- 発行日 :
- 自治体名 : 広島県安芸高田市
- 広報紙名 : 広報あきたかた 令和7年5月号
■あの日の記憶は写真の中に2.[33]1942(昭和17)年ごろ金属類の回収(個人蔵)
安芸高田市歴史民俗博物館 学芸員 古川恵子
1931(昭和6)年に満州事変が勃発し、1937年には日中戦争が始まりました。

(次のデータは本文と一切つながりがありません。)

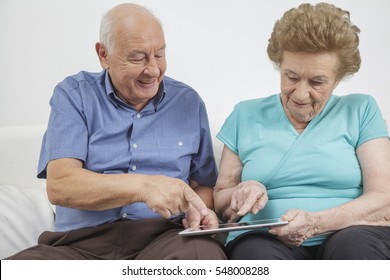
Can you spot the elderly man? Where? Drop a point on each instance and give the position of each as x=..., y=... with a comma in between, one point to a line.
x=127, y=154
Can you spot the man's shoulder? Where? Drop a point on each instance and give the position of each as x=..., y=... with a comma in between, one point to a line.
x=172, y=84
x=75, y=80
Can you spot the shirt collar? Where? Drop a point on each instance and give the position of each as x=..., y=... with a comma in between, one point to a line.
x=153, y=105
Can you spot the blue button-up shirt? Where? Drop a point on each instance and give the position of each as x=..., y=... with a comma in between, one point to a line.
x=170, y=136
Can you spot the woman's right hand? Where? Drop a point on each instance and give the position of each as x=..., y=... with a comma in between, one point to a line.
x=248, y=196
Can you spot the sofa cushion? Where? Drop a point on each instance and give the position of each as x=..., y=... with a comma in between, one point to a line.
x=24, y=214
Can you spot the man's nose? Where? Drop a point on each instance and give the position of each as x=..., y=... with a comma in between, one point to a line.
x=151, y=68
x=302, y=91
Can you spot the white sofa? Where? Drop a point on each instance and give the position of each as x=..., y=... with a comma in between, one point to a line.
x=25, y=211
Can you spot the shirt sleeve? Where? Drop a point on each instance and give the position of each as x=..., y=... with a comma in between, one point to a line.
x=372, y=123
x=203, y=166
x=66, y=135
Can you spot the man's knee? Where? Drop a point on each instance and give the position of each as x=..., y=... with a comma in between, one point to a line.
x=356, y=242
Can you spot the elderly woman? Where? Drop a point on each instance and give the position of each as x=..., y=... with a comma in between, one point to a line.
x=317, y=160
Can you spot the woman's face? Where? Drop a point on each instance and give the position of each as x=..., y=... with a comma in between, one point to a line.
x=307, y=82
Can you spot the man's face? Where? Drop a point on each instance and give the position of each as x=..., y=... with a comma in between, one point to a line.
x=136, y=63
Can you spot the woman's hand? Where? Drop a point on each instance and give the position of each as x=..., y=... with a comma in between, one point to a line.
x=193, y=219
x=302, y=225
x=248, y=196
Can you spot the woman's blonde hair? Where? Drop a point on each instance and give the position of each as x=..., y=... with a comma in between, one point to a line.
x=319, y=28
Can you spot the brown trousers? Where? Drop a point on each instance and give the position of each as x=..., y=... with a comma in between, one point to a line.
x=150, y=239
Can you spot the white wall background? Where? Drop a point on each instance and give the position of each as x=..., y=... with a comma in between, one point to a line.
x=216, y=46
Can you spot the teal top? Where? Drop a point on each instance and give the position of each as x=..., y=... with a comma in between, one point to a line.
x=315, y=170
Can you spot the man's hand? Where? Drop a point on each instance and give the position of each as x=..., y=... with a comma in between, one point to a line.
x=169, y=196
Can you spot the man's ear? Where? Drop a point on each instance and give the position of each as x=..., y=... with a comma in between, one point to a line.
x=102, y=53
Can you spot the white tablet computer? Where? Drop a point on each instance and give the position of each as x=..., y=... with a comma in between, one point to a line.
x=234, y=226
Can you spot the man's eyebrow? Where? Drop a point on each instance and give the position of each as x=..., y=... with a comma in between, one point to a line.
x=135, y=52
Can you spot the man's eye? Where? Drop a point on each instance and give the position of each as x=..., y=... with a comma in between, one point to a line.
x=292, y=78
x=317, y=83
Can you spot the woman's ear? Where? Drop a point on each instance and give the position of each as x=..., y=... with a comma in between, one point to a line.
x=102, y=53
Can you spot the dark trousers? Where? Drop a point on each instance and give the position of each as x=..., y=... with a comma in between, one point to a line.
x=352, y=243
x=150, y=239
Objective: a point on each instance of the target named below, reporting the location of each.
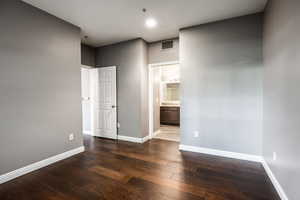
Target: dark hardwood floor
(154, 170)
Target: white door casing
(104, 100)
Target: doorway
(164, 101)
(101, 115)
(86, 100)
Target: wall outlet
(71, 136)
(274, 156)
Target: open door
(104, 100)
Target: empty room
(149, 100)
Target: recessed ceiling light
(151, 23)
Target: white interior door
(104, 102)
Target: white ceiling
(110, 21)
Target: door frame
(93, 124)
(150, 93)
(90, 85)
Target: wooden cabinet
(170, 115)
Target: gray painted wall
(40, 85)
(281, 93)
(157, 55)
(88, 55)
(221, 85)
(130, 59)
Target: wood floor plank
(155, 170)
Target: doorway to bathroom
(164, 101)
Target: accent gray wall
(40, 85)
(131, 61)
(221, 85)
(88, 55)
(157, 55)
(281, 94)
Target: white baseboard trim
(133, 139)
(273, 179)
(215, 152)
(35, 166)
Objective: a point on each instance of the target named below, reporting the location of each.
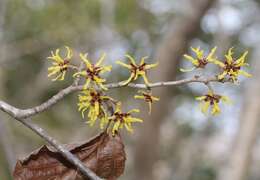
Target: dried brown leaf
(104, 154)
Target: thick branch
(26, 113)
(65, 153)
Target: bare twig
(66, 154)
(26, 113)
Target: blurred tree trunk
(241, 155)
(5, 143)
(169, 53)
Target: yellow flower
(92, 71)
(212, 100)
(137, 70)
(200, 60)
(120, 119)
(147, 97)
(232, 66)
(92, 101)
(59, 64)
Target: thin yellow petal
(123, 64)
(132, 60)
(101, 59)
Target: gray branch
(22, 115)
(26, 113)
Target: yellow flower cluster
(212, 100)
(200, 60)
(93, 101)
(92, 98)
(92, 72)
(147, 97)
(59, 64)
(121, 119)
(231, 67)
(230, 70)
(137, 70)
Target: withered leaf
(104, 154)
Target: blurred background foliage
(190, 146)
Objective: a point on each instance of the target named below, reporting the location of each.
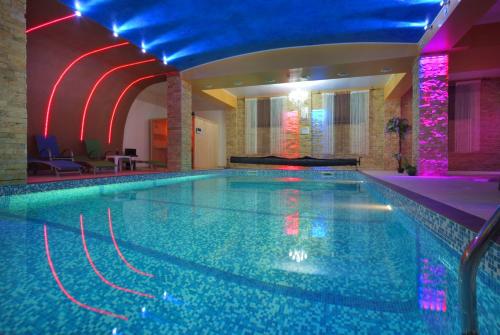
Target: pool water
(221, 254)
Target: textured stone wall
(488, 157)
(13, 115)
(235, 128)
(381, 147)
(392, 108)
(430, 115)
(406, 113)
(179, 114)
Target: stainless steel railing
(469, 264)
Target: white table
(118, 159)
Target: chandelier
(298, 96)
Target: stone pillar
(430, 115)
(179, 124)
(13, 113)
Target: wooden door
(206, 144)
(158, 140)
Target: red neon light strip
(61, 76)
(94, 88)
(63, 290)
(130, 266)
(49, 23)
(84, 242)
(117, 103)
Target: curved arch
(63, 289)
(51, 22)
(63, 74)
(98, 82)
(120, 97)
(99, 274)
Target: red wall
(51, 49)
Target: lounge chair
(95, 160)
(51, 157)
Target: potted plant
(401, 127)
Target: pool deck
(475, 193)
(48, 178)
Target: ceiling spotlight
(115, 30)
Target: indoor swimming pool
(230, 252)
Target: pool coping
(468, 220)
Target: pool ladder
(469, 264)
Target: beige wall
(13, 115)
(381, 148)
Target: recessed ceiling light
(115, 30)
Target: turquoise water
(226, 255)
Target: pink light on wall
(120, 97)
(63, 289)
(50, 23)
(98, 82)
(63, 74)
(291, 125)
(433, 116)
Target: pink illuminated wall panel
(432, 127)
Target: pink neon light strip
(130, 266)
(66, 293)
(49, 23)
(61, 76)
(94, 88)
(84, 242)
(110, 131)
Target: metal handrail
(469, 264)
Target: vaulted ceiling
(195, 32)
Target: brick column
(430, 115)
(13, 114)
(179, 124)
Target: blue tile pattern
(228, 247)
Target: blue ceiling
(194, 32)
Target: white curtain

1941年には太平洋戦争へと突入し、1945年の終戦まで日本は長期間にわたって戦時下に置かれていました。
1941(昭和16)年、政府が資源不足を補うため、国家総動員法に基づく金属類回収令を出すと、翌年の5〜6月にかけては一般家庭からの供出も始まり、あらゆる金属製品が集められました。
写真はその時に吉田町四軒屋の各家から集められた金属製品を写したものと考えられ、右端に「四軒屋常会金属回収所」と紙が貼られています。竿につるされた輪灯をはじめとする仏具類、火鉢・羽釡などが集められています。それぞれに持ち主の名前を書いた紙が貼られているようです。
さらに同年秋の2回目の回収は各学校の二宮金次郎像や寺の仏具・釣り鐘もその対象となり、高田郡内の寺からは62の鐘が供出されました。
供出は金属製品以外にも木材や米、牛などあらゆるものに及びました。国民は戦争に勝つために統制を受けた暮らしの中で物心両面の協力が求められました。